Unknown fields are forwarded

OrcaRouter reads every request and response (to compute token usage and bill correctly) but does not interpret fields we don’t own. If a provider adds a new parameter tomorrow — say cache_control, reasoning.budget, or a custom safety flag — you can send it today by putting it in your request. We forward it unchanged. New upstream capabilities become available the moment the provider supports them, without waiting for an OrcaRouter release. We only intercept:
  1. model — to resolve orcarouter/{name} routers and extra_body.models fallback chains.
  2. Authorization header — we swap your OrcaRouter key for the upstream provider’s key before forwarding.

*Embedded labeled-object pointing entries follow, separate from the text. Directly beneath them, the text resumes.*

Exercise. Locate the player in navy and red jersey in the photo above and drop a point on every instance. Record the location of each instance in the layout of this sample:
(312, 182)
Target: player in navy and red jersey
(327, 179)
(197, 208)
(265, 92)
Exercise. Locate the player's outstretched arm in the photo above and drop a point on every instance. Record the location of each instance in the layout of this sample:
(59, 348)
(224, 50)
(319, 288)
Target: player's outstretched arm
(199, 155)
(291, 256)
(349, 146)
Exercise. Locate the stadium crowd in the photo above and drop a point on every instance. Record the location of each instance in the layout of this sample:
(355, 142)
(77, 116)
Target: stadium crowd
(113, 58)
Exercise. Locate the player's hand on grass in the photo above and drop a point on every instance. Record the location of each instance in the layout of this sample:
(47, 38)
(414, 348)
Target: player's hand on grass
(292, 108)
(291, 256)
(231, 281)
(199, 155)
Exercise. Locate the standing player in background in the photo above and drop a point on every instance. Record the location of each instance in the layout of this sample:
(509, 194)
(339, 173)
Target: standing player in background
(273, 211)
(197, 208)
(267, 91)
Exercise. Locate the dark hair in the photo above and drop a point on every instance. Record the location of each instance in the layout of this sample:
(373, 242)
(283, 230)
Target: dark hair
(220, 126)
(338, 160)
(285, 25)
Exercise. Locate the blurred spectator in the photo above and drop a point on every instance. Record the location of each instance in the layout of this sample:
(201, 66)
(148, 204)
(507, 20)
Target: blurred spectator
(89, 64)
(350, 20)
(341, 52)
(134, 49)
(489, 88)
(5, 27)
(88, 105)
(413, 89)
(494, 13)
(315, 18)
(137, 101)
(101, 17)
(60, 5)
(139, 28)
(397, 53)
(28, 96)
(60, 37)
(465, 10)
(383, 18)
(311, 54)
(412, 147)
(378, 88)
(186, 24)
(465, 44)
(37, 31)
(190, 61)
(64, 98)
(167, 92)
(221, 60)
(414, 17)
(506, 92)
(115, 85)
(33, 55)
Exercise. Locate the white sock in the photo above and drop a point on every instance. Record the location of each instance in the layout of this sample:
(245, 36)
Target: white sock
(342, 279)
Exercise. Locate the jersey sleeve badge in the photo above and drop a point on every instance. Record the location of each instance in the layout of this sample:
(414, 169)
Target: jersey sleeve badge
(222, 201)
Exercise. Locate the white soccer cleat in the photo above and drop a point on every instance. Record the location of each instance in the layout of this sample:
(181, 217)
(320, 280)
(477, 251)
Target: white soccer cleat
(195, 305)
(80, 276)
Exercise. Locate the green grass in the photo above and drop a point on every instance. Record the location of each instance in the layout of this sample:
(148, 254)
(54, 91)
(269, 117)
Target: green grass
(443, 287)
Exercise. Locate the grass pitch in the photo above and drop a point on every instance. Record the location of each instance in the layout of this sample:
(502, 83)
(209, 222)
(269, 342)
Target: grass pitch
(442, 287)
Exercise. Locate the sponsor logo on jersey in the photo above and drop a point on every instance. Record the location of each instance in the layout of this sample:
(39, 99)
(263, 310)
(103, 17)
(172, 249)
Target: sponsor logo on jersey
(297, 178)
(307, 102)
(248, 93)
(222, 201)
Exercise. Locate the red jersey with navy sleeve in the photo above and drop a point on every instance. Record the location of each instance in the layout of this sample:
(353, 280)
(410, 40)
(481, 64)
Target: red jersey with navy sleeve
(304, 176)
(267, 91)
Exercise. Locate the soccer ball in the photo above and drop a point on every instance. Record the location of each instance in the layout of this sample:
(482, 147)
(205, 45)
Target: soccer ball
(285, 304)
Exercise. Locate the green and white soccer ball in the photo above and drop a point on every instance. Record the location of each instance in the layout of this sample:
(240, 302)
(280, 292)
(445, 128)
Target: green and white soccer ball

We don’t expose which provider served your request

From a caller’s point of view, OrcaRouter is a single provider. We don’t return provider, routed_to, or any identifier that tells you which upstream served a given call. That’s intentional — it gives us room to rebalance traffic for cost and reliability without changing your contract. We do advertise on our marketing pages that we route direct to OpenAI, Anthropic, Google, and others. That’s a capability claim. Per-request provider identity is internal.

No prompt logging

We don’t persist the content of your prompts or model outputs. Our servers handle both in-transit — forwarding to the destination provider and returning the response to you — and discard them. Token counts, latency, and request metadata are kept for billing and abuse prevention. See Zero Data Retention for the full policy.

Self-hostable

OrcaRouter is designed to be deployed on your own infrastructure. The docs you’re reading are hosted at docs.orcarouter.ai but every bit of routing logic runs on whatever server you deploy the backend to.